I opened our garage, retrieved a snow shovel that hadn’t been put away for the summer, and scooped up the cottontail. In the darkness I flipped it over our fence into the athletic field next door and went back to bed.
That same morning, I was reading the Sunday paper. I could hear the dog barking in the backyard. I took another sip of coffee and thumbed through the Variety section.
Jody came downstairs from the upper level. She had been on a work conference call. Maybe the barking got to her.
“The dog has a bunny,” she said looking out the patio door.
I went outside. This baby bunny was still alive. It was smaller than the one last night. I picked it up and held it in my hands.
Antonio came up behind me. “Here, I’ll take it.” He held out his cupped palms.
I handed the bundle carefully to him. He used his swimming towel to make a nest for the bunny in a small cardboard box and took the bunny to his room.
His being up complicated matters. In crept the concern about how he would regard my actions with this injured animal and how I wanted to raise him as a compassionate person. There would be no flipping this baby rabbit over the fence.
I Googled how to raise bunnies. It didn’t look good.
“Antonio, it says that you should put the bunny back where you found it. Maybe it will go back to its den.”
He took the bunny and lay it under a bush. Ten minutes later the bunny still hadn’t moved. Antonio retrieved the bunny and felt its body for the injury.
“Should we wake Crystel?” he asked.
“No.” I was hoping I would have the situation resolved by the time she awoke. I went through a list of possibilities and ended with the idea that taking the bunny two miles to Woodlake Nature Center and leaving it by the bird feeder would be the most humane act and something that Antonio could live with. Maybe a hawk would swoop it up.
“It’s the circle of life,” I told Antonio on the drive over.
At Woodlake we sat on the bench watching the birds fly back and forth to the feeders. Antonio cradled the bunny in his arms. I pulled up dead grass and made a nest for the bunny near the feeder. Antonio lay him gently down.
Once home, Crystel met us at the door.
“You didn’t wake me,” she accused.
Back at Woodlake, Crystel picked up the bunny and petted it. “Can we keep it?”
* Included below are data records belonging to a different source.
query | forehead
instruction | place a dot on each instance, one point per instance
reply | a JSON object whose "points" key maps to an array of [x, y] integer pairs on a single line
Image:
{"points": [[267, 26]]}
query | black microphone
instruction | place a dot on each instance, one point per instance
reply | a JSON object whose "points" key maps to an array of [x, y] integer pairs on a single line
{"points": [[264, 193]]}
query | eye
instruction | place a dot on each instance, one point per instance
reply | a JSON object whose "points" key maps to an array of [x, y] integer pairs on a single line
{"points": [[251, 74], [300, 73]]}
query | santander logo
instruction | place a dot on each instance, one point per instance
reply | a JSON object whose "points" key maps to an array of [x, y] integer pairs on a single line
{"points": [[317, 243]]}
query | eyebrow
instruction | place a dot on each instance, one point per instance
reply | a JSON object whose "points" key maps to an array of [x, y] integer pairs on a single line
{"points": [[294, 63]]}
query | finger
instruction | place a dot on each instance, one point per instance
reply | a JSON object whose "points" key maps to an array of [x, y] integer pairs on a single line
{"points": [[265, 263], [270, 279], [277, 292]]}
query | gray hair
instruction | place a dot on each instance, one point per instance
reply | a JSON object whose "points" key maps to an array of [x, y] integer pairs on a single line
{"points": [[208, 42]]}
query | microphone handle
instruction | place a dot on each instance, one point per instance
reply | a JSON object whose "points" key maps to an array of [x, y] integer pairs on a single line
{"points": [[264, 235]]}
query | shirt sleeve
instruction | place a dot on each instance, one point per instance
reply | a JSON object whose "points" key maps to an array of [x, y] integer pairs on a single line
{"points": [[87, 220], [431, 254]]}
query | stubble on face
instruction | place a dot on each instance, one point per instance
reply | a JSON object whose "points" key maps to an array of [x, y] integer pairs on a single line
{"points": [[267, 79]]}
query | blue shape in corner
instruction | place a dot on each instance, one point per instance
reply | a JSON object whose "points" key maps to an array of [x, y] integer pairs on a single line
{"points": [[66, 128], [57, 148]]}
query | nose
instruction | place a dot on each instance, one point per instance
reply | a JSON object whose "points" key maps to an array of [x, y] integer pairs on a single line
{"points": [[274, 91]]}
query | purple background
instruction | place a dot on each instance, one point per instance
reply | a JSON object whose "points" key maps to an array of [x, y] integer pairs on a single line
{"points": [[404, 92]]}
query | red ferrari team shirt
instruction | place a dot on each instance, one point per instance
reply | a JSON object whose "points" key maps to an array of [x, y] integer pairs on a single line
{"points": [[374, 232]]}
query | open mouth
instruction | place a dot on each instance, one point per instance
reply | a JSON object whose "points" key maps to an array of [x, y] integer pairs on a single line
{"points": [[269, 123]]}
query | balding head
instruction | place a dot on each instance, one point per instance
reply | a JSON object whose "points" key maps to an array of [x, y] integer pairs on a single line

“No, Crystel. This is the best thing.”
She carried the bunny away from me singing, “It’s the circle of life little bunny.”
Cradling the bunny in the crook of her arm, she pulled dead grass with the other to fluff up the nest.
“His mother won’t find him,” she said.
“You’re right. Not this time.”
The bunny lay on her soft white polo sleeve.
“Hey, that’s my jacket.”
She laughed. “I know.”
I gave her a cockeyed glance.
She knew me well enough to know that I loved being her mother and that I wouldn’t mind the hours I spent on this tiny bunny because it had to do with her and Antonio. Even though it meant that the Sunday paper would end up in the recycling bin unread and I’d be doing an extra load of wash later that day.
I wouldn’t have had it any other way.